Industrial companies can use data science in a variety of ways to control and optimize data-driven quality, processes and services related to the manufacture of their products.
The digital industrial revolution is here. Where the introduction of the steam engine revolutionized industrial production processes more than a hundred years ago. Today, it is data, algorithms and artificial intelligence that represent the next step in industrial production.
The algorithm-based production of goods and goods enables entire manufacturing processes to be better monitored, adjusted and optimized. Machine learning models anticipate maintenance needs and defects in machines and components. Forecast models allow the customer demand for goods to be predicted. The list of possible use cases for data science in industry is as long as it is profitable.
Our team has extensive data science experience and supports you as an industrial company in the development, implementation and implementation of data science and analytics projects in your plants and headquarters.
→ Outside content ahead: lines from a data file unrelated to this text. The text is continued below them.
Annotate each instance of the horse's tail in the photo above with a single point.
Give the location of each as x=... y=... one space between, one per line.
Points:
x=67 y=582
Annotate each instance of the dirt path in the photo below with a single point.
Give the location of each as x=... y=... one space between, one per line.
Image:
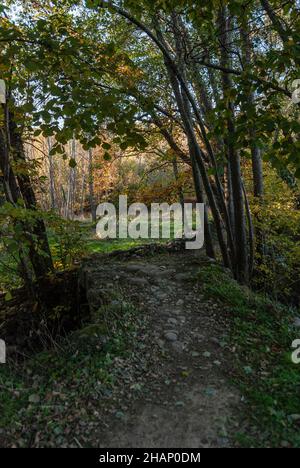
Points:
x=184 y=398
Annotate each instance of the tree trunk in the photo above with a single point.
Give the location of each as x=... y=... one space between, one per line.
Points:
x=91 y=188
x=242 y=266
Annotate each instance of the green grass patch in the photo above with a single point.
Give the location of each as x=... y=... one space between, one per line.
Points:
x=262 y=334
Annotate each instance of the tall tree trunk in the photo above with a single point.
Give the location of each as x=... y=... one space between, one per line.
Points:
x=257 y=167
x=242 y=266
x=51 y=175
x=91 y=188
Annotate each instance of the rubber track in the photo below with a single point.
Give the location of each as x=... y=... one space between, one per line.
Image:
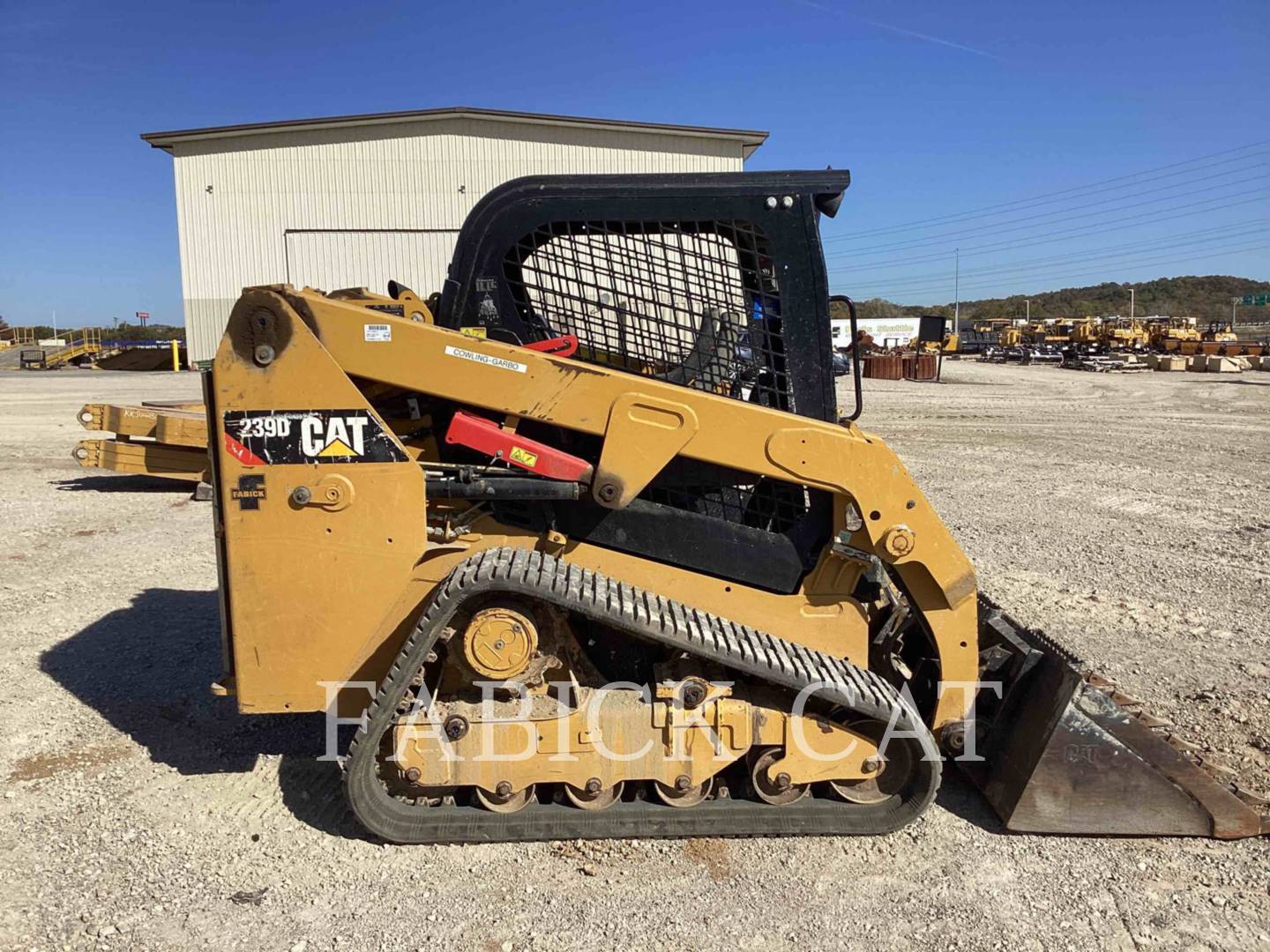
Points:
x=517 y=571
Our solutions at HData Systems
• Data Science Consulting and Training
• Data Mining
• Deep learning
• Predictive analytics and data science
• Recommendation systems
• Natural Language Processing (NLP)
Data Science in Manufacturing
There is a large amount of data present today on products, demand, supply, consumer preference, manufacturers, etc. The main reason all of this data can be useful is that industries can now leverage knowledge to meet needs and demands of their clients without any delay or lack of quality.
Data science can be helpful with regards to manufacturing in many ways, such as:
• Demand forecast
• Product customization
• Detect any type of anomaly in the supply or product chain
• Predictive Maintenance
• Automating the entire purchase and order process
• Offer different personalized services to clients and clients.
Data sourcing for the manufacturing industry
Data is everywhere and all this data is valuable if used correctly. In a value chain, one can find various types of data like sales, supply, maintenance data, etc. Apart from that, even consumers are producing a lot of data because many of the appliances and devices today are installed with sensors that give data about the product and its behavior. This is the best way to understand product quality and how and where there is a performance anomaly.
There is also a large amount of data present in plant histories and enterprise resource planning (ERP) systems, as they are a great source of data for production, operations and processing capabilities. Maintenance records and machine readings, asset data, manuals, etc. are also good sources of data.
Benefits of Using Data Science in Manufacturing
There are many ways that big data can be implemented in manufacturing and many benefits can be gained as a result such as:
• Optimization of operations
Proper use of big data means that the industry can increase the overall responsiveness of the manufacturing sector, utilize resource capacity to the fullest, gain a clear picture of costs, and also make quick decisions regarding operations.
• Reduce risks in the supply chain.
Using data from around the world on different political, economic and climate issues, the supply chain pattern can be designed so that there can be an efficient work chain considering all other contingencies.
• Reduce costs
Using predictive data analytics, industries can now smartly invest in projects that are valuable and also focus on purchasing equipment and machinery that will lower the cost of production and improve overall performance, thereby reducing overall costs.
• Improve product quality.
By having enough data on customer information about a certain product and how a certain product performs, it can be used to improve quality. Data science is also helpful in customizing products based on consumers and their demographics.
• After-sales service
Today, marketing is no longer product and manufacturer oriented, it is totally customer oriented as it is not enough to sell a product but also to make sure that the customer receives quality service even after the sale. Through predictive analytics and customer services, the quality of the customer-seller relationship can be improved.
Why you should contact HData Systems
At HData Systems, we have experience in applying AI and Big Data to manufacturing processes. With the help of the data received from the sensors, we identify problems, analyze the properties and qualities of the parts during the process and, in general, extract all kinds of statistical information that helps improve decision-making in the event of any critical failure or even anticipate the same.